Discussion in 'Loss of a Parent' started by gray1967, Jan 9, 2026.

  1. gray1967

    gray1967 New Member

    To start this off, I lost my dad when I was 3 months old. Am I allowed to be here? Am I allowed to grieve? I feel like I’m always invading spacing whenever I talking about losing my dad because I lost him before I ever knew him. In a way, my mom raised me in a way that made me feel like I wasn’t allowed to feel any sort of way about the loss. But as an adult now I find myself always feeling uncertain. Alone.

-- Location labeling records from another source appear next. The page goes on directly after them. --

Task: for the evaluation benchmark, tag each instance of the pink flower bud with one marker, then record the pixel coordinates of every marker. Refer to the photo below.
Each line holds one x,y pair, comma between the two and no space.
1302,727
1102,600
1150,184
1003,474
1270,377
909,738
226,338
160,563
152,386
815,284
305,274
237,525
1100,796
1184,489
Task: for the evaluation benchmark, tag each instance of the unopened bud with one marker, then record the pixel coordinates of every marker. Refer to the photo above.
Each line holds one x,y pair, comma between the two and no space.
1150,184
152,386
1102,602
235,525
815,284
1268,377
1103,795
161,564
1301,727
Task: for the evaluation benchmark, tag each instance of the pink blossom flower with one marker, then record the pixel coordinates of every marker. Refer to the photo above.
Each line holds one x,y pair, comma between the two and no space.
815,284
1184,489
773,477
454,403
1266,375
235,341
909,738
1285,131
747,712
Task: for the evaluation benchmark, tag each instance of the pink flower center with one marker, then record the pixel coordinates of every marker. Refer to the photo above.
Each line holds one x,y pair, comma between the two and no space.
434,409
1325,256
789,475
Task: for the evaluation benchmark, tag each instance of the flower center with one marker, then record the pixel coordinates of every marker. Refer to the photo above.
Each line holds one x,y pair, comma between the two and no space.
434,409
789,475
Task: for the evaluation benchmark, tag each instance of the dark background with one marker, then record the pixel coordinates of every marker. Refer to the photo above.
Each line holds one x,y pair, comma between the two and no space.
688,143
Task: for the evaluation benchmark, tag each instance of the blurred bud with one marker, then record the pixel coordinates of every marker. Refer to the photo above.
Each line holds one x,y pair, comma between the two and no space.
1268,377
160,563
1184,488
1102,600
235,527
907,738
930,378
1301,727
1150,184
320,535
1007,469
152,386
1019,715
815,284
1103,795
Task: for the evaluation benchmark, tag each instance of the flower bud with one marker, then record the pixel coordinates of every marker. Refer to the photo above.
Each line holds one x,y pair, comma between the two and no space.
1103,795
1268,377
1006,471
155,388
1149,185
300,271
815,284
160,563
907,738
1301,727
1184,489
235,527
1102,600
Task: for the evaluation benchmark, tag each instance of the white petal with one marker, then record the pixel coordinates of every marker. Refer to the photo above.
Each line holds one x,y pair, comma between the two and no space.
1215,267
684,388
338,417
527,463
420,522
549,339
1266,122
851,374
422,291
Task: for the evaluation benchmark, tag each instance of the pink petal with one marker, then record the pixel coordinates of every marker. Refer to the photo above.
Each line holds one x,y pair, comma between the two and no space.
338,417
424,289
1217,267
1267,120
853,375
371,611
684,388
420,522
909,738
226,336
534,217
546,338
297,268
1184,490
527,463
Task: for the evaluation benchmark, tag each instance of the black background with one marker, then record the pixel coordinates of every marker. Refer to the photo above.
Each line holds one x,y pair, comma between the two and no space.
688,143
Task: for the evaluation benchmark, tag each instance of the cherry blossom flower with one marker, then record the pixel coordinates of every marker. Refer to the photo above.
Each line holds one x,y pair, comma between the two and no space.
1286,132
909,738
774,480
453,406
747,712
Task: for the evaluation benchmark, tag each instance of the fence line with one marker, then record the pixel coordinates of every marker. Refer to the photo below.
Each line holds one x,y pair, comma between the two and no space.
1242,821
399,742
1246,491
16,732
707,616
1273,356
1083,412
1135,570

I’ve always felt different than everyone else. I cry during the daddy daughter dance at weddings(like, UGLY cry)and Sometimes I have to leave stores or restaurants if I see a man and his daughter out and about. It gives me a gut wrenching envy I can’t explain. I feel like I was not only robbed of a parent but an entire life and childhood. I’d also like to add that I was my dad’s youngest child, and only daughter of countless sons. Ive been told my entire life how much he loved me, that he handled my midnight feedings despite not doing the same for my brothers, that he used to set me up and sing to me with his guitar. Everyone said that I changed him as a person. I feel like I’ve been chasing someone my whole life who will love me that much. I am chasing a feeling I’ve never felt. Is there something wrong with me? I’ve always felt a pit of emptiness for as long as I can remember. Like something fundamental was missing. I don’t know what im going on about anymore, im just crying, venting, and trying to understand everything.
     
  2. ToriGrace

    ToriGrace New Member

    Nothing is wrong with you. You are experiencing normal reactions to the horror of losing a parent before you were able to really know them. Of course you are aching and yearning for him. It would be strange if you were not. Something fundamental was missing, and still is. It is uncomprehend-able because of the absurdity of this type of pain. The jealousy and difficulty seeing others experience what you did not have is understandable and very relatable. It's unfortunate that your mom did not leave enough room to continue loving and missing him in the way you have needed. It could certainly be due to her own pain regarding his death but it is still unfair to you. You are absolutely allowed here and most definitely should grieve the absence of a wonderful man. Thank you for taking time to put words to your pain and being brave enough to share with others.